> But for long term archival fragile formats which depend on huge arbitrary extra knowledge isnt a good idea.
This doesn't need to be a problem: you can and should layer an error correcting code on top.
Since LLM are inherently token predictors, that makes using them for losless compression almost trivial. For something close to the state of the art see e.g. Fabrice Bellard (of course) ts_zip: https://bellard.org/ts_zip/
I think some of the confusion comes from the fact that there is a pretty big difference between the techniques employed by compressors that optimize compression ratio at the cost of nearly everything else, like ts_zip above, and practical tools that intend to balance compression ratio with limitation on CPU speed / memory, like zstd.

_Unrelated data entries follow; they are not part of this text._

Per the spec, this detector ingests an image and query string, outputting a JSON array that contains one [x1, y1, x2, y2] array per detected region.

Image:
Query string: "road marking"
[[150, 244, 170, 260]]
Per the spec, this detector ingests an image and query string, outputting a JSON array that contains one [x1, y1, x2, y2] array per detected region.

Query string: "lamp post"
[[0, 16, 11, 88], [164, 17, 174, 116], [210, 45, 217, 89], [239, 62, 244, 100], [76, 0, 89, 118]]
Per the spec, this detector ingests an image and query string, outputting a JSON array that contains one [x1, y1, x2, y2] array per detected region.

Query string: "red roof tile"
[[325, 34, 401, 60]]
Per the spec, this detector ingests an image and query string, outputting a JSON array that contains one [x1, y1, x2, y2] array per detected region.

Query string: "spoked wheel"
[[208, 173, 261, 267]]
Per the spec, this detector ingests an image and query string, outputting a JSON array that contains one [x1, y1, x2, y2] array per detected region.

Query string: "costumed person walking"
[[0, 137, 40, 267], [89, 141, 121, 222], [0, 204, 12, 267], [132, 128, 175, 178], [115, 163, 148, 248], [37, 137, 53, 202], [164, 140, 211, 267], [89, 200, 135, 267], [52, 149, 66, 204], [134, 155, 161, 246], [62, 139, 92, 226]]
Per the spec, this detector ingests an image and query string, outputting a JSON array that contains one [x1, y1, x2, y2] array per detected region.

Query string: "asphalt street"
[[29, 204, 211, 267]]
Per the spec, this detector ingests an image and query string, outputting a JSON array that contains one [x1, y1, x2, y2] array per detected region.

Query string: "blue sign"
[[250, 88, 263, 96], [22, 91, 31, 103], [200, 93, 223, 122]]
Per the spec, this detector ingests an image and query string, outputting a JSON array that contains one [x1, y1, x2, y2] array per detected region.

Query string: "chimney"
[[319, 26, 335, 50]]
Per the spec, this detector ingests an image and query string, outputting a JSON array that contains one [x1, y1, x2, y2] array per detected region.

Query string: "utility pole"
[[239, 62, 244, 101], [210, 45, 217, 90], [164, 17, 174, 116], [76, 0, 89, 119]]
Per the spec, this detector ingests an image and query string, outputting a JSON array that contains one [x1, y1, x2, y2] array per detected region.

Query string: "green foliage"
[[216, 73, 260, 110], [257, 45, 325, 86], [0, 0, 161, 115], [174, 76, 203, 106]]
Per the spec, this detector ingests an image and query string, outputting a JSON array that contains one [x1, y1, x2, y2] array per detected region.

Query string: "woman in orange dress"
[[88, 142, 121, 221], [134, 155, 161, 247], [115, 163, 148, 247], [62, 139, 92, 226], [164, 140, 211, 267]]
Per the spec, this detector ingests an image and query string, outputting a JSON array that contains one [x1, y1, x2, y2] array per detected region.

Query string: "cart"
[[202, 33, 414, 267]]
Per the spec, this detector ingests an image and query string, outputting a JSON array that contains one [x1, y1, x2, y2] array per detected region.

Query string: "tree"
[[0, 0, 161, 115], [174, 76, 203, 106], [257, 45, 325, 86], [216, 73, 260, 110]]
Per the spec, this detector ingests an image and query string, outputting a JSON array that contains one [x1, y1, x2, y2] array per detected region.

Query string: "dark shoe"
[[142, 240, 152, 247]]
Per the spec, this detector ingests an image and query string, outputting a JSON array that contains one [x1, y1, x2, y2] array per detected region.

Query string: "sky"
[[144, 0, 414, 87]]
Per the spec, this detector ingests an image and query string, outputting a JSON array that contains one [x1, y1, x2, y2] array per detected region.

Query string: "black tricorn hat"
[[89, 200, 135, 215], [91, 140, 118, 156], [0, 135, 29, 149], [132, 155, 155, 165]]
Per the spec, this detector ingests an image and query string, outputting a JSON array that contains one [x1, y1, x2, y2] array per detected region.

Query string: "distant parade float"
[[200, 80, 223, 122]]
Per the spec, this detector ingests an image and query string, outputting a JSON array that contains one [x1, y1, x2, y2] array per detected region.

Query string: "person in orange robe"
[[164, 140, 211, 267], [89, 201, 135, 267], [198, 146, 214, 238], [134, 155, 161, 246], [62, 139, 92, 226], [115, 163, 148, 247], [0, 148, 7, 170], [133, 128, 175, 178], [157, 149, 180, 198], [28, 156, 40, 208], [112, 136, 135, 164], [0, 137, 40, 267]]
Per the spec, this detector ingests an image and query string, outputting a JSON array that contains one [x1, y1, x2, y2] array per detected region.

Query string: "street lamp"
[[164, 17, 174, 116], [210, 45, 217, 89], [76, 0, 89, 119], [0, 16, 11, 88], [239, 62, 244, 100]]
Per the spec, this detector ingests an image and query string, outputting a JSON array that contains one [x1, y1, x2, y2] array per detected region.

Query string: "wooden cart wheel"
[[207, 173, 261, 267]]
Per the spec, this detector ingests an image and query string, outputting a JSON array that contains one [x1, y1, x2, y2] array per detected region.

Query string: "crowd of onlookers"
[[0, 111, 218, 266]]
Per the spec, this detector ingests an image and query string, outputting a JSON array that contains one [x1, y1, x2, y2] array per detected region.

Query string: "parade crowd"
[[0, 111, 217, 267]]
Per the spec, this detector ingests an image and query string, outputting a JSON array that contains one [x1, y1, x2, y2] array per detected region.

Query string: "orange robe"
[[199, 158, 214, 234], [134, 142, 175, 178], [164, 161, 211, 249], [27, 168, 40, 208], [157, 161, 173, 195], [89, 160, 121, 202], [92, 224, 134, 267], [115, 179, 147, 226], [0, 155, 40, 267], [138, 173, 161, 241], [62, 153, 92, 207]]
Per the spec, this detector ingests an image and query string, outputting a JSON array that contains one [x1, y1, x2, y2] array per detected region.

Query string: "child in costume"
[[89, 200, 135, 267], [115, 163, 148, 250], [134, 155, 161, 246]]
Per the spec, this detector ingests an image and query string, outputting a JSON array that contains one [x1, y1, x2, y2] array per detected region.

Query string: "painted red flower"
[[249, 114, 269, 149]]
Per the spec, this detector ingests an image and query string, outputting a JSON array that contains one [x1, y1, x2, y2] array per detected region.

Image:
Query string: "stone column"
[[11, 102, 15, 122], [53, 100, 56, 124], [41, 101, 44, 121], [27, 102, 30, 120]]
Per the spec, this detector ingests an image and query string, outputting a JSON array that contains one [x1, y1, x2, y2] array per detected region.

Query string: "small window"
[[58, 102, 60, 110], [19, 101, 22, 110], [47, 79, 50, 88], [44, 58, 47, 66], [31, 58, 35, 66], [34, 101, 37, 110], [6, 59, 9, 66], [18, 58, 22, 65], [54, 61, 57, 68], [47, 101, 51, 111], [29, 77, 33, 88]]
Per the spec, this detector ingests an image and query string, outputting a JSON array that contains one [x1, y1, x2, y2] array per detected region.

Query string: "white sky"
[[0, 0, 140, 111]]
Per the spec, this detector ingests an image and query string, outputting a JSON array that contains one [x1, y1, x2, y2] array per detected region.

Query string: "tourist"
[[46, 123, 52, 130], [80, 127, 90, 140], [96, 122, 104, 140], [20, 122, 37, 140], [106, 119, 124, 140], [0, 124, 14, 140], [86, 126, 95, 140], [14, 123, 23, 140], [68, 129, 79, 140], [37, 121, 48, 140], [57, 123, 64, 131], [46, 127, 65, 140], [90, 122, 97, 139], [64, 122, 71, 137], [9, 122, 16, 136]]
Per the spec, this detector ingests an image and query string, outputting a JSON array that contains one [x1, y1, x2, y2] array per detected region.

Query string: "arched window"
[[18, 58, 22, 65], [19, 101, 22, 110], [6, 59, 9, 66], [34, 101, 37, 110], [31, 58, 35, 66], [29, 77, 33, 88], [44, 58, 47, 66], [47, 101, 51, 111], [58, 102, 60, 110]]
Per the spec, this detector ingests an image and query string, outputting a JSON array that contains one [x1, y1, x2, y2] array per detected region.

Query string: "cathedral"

When optimizing for compression ratio, the prediction + entropy coding paradigm dominates. Practical tools, even modern ones like zstd, are mostly based around sliding window compression à la LZ77 (unzip/deflate), with the main selling point of more modern tools being that they scale up to larger window sizes and run really really fast. Some of these (like LZO) don't even have an entropy coding step to save time. zstd has both Huffman coding and FSE: Huffman coding is suboptimal but presumably it's an option because it's faster, and on lower compression levels it's preferable to be fast.
Anyway, the bottom line is: don't get confused between the state of the art in terms of compression ratio, and practical tools. Those are quite different things.